Most DDoS attacks tied to gaming, business disputes, FBI and prosecutors say

LAS VEGAS – The majority of distributed denial-of-service (DDoS) attacks are launched in response to disputes over business or gaming, according to federal officials investigating the incidents.

DDoS attacks occur when someone makes a service or tool unavailable by overloading it with requests. The vast majority of media coverage of DDoS attacks in recent years has centered on groups connected to or supporting nation-states – namely Russia – that launch them against the websites of rival governments.

But during the Black Hat cybersecurity conference in Las Vegas last week, FBI special agent Elliott Peterson and Cameron Schroeder – chief of the cyber and IP crimes Section division at the U.S. Justice Department – said most DDoS attacks were part of petty disputes between children or attempts by businesses to siphon customers.

The two gave a presentation about their work convicting 33-year-old Illinois native Matthew Gatrel, who was sentenced to two years in federal prison last year after being convicted of running a service that helped people launch more than 200,000 DDoS attacks.

“The number one source and motivation for DDoS attacks is people seeking to gain a competitive advantage in gaming,” Peterson said, noting that businesses in Africa and Asia also target each other with this brand of attack. “There are countries in which you see extensive use of DDoS aspiring to shut down a competing business and draw their customers to the person launching the attack. So that can be a good attack motivation. We also see retaliation attacks by businesses.”

While they acknowledge that there had been a significant increase in geopolitically-tinged DDoS attacks in 2021 and 2022, their investigation into Gatrel and others running DDoS-for-hire services revealed that most simply wanted a leg-up during gaming sessions.

Schroeder pointed out that one key factor they found was that most DDoS attacks take place during the holiday season.

“Historically and sort of sociologically, it has been one of the most massive DDoS periods. This is related to factors like kids are home from school or home for holiday break. They have extra time. They may get game consoles for Christmas or Hanukkah or Kwanzaa and they may get new games and want to try them out,” she said.

“They want to be online. And they get mad when other people are beating them in games. So they decide that maybe they should use one of these services to gain an advantage.”

A DDoS Breakdown

Peterson explained that right now, law enforcement agencies track three different types of DDoS-related services.

The cheapest – known as Booter or Stresser services – cost about $30 and are the most popular. The most headline grabbing are typically the botnet-based services which require extensive effort and money.

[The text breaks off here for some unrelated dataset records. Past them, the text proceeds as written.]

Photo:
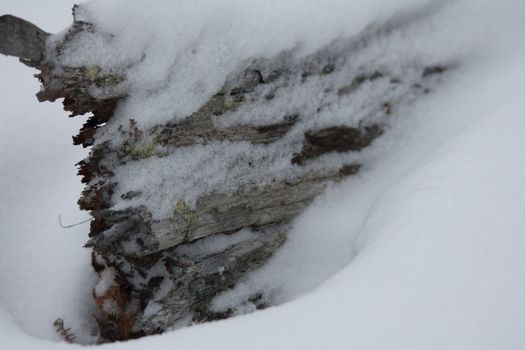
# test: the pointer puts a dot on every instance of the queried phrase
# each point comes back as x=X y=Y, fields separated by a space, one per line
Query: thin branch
x=70 y=226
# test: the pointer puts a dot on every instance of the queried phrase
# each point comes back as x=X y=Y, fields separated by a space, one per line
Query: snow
x=180 y=52
x=423 y=250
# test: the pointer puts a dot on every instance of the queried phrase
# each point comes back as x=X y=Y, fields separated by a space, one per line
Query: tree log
x=145 y=257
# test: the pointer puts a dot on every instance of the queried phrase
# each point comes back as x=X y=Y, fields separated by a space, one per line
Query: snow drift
x=424 y=250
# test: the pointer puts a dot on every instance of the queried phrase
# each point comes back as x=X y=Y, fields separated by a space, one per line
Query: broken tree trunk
x=151 y=235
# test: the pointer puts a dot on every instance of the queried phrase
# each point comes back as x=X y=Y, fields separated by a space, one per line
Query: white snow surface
x=180 y=52
x=425 y=249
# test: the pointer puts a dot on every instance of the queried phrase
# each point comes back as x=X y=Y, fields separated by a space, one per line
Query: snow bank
x=424 y=250
x=180 y=52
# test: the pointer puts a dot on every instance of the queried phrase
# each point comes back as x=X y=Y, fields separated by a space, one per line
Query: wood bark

Law enforcement agencies have also identified open proxy services that allow people to launch attacks while obfuscating their location.

Peterson said most DDoS services examined by the FBI look like legitimate services, offering cheap plans – some of which offer 1,000 seconds of attack on one target at a time for just $20. Most of the services delineate their offerings based on length of attack, number of victims and price, according to Peterson and Schroeder.

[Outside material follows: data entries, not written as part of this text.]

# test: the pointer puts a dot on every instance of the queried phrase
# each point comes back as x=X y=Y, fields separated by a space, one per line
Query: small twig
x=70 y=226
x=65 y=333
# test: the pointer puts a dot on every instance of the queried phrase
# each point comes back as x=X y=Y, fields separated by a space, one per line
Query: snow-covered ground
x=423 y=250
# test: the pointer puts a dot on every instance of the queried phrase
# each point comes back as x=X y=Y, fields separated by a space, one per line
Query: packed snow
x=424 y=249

Most of the sites take payment through PayPal or accept cryptocurrency. The platforms offer customers ways to test their attacks and some even provide ways for users to find their targets’ IP address through a variety of other identifiers.

The two noted that in January 2022, several U.S. agencies and international partners joined forces to address the issue of DDoS attacks. They held a meeting with internet service providers, large tech companies and researchers to hear about their experiences tracking and stopping DDoS attacks.

One thing many participants reiterated was that the DDoS ecosystem was mostly populated with people who were not rich cybercriminals.

“The majority are bored, working tedious functions and can be inconvenienced with the very act of us shutting down a website. It costs them money and it costs them time,” Peterson said.

“If we can increase friction, it may drive a lot of cybercriminals out of this space.”

Law enforcement takedowns

The law enforcement agencies made a plan to pursue the infrastructure used to launch DDoS attacks and they systematically took down several sites – arresting many of the administrators behind the platform like Gatrel.

The FBI has also bought Google ads that run for those searching “DDoS attack” or “Booter service.”

In May, U.S. law enforcement agencies seized 13 more internet domains that hosted “booter” services for launching DDoS attacks and arrested four people who later pleaded guilty to related charges.

After the seizures, Peterson and Schroeder said they gained valuable data on who uses these services and where they are targeting and launching attacks.

Most culprits and victims are located in the same region – so for example people in Asia are most likely to attack other people in Asia.

Peterson added that the arrests sent a chill throughout the DDoS community, with many actors in the space curious about the sites and platforms that were allowed to continue operating. The FBI was also able to disseminate the idea that there are DDoS platforms that they did not seize because they are essentially scams and not worth seizing.

This led to confusion and dissension within the DDoS communities, he said.

“We created a bit of instability in the marketplace because if you weren't seized, is it because you were a scam or not? It has been interesting to watch it play out,” he said.

This week, the FBI, IRS and Polish law enforcement officials announced another takedown of a platform called Lolek that facilitated the launching of DDoS attacks.